Gladstone and the Irish Nation

By J. L. Hammond | Go to book overview

CHAPTER XXIX
THE PARNELL COMMISSION

In the autumn of 1885 Lord Richard Grosvenor was occupied in two transactions, the combination of which must make a strange impression on anybody who has followed the events of the time. He was corresponding, as we have seen, with Mrs. O'Shea, partly about Parnell's plans, partly about finding a seat for O'Shea; at the same time he was corresponding with a gentleman of the name of Pigott who had asked him to find money for the publication of a pamphlet called Parnellism unmasked. For the last three years Pigott had been supplying anti-Irish papers in England with articles attacking Parnell, and this pamphlet attempted to give its full concentrated effect to the energy that had been dispersed over these several publications. Grosvenor ended by putting Pigott into touch with a young man named Houston, a gentleman who had been on the staff of the Times correspondent in Dublin, and was at this moment secretary of a body called The Irish Loyal and Patriotic Union.

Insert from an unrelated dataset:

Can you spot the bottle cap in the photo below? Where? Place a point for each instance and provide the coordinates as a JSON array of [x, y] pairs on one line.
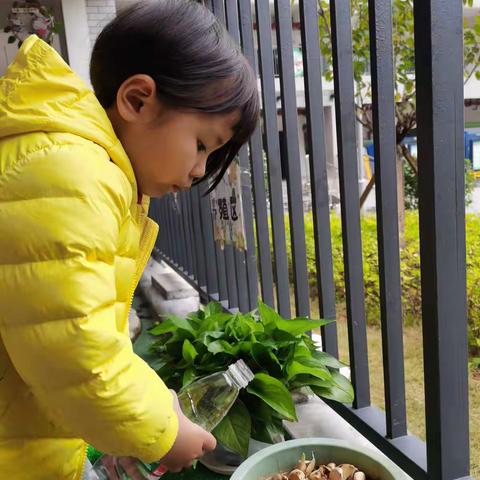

Houston saw pretty soon that to treat Pigott merely as a man of letters was to waste him. For Pigott had had a long and interesting career, in the course of which he had been Fenian and anti-Fenian, Leaguer and anti-Leaguer. Almost his first success in the world of blackmail and plot where he was most at home had been in drawing money out of poor Butt by threatening to set the Fenians on him in all their fury. Since that time he had sponged on men of all parties, intrigued with men of all parties, and he had known everybody who was to be known in the revolutionary movement, in Ireland or the United States. He was just the man to dig out secrets.